FOG Symposium

ICMA is calling for proposals for academic papers from master’s and Ph.D. level students that explore the qualities and actions that demonstrate the strength of mayoral leadership within a council-manager form of government. Proposals are planned for the "Form of Government Graduate Student Symposium" to be held at the 2023 ICMA Annual Conference in Austin/Travis County, Texas. This event will enable graduate students to submit papers or presentations that will guide our understanding of the council-manager form of government.

The terms “strong mayor” and “weak mayor” have been adopted in public administration to identify the level of formal powers and authority granted to the mayor in the administration of government. The mayor-council form of government is generally referred to as the “strong mayor” form and the council-manager (along with alternative forms of government where the mayor’s authority in the administration of government is limited) is commonly referred to as “weak mayor” form.

Unfortunately, the adoption of this colloquial distinction in the forms of government presents a negative connotation for mayors within the council-manager form of government. Specifically, it assumes that mayors themselves are weak political figures and weak civic leaders. The reality is that mayors have critical roles to play, no matter the form of government and level of formal authority is not associated with level of success for a mayor. Each form of government requires mayors to have specific strengths and abilities to be successful within the constraints of the form under which they operate.

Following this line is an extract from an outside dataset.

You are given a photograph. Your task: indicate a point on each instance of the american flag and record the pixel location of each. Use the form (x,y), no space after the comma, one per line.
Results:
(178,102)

The council-manager form of government is predicated upon the belief that administrative and legislative powers should be vested within one representative body (the council). Authority to run the daily operations of government is delegated to a professional municipal government manager who works on behalf of the council. The mayor, under a council-manager form of government, is the central figure who has the power to unify the elected body, professional staff, and the people they collectively serve around a shared vision for the community. Yet, there is limited scholarly investigations into what makes a mayor “strong” under a council-manager form of government.

As strong leadership is necessary for any community to thrive, greater attention to what makes a leader effective in various contexts is critical to sound local governance. That is why ICMA continues to seek out scholarship that informs our understanding of how the form of government can advance or impede the will of the people. 

Proposals are due by May 1, 2023, and should be no more than 750 words (excluding bibliography) to

  • Clearly articulate the research question and methodology for investigation.

  • Define the strong mayoral leadership.

  • Discuss the importance a “strong” mayor plays under a council-manager form of government.  

  • Provide a 60-word abstract that engages attendees and demonstrates how strong mayoral leadership in the council-manager form of government will benefit the community and policy decisions. 

  • Clearly articulate the methodology and any hypotheses/findings to be addressed in the paper/presentation.

This is an opportunity for graduate students to engage with practitioners, academics, and other graduate students as we collaborate to find ways to improve the quality of life of communities through effective government administration.

Individuals whose proposals are selected will be notified by June 1, 2023.

  • Accepted papers and presentations will be published online at

  • Authors/presenters will have the opportunity to present their research to ICMA members during the ICMA Annual Conference in October 2023. (ICMA will provide travel and lodging scholarships to accepted authors/presenters.)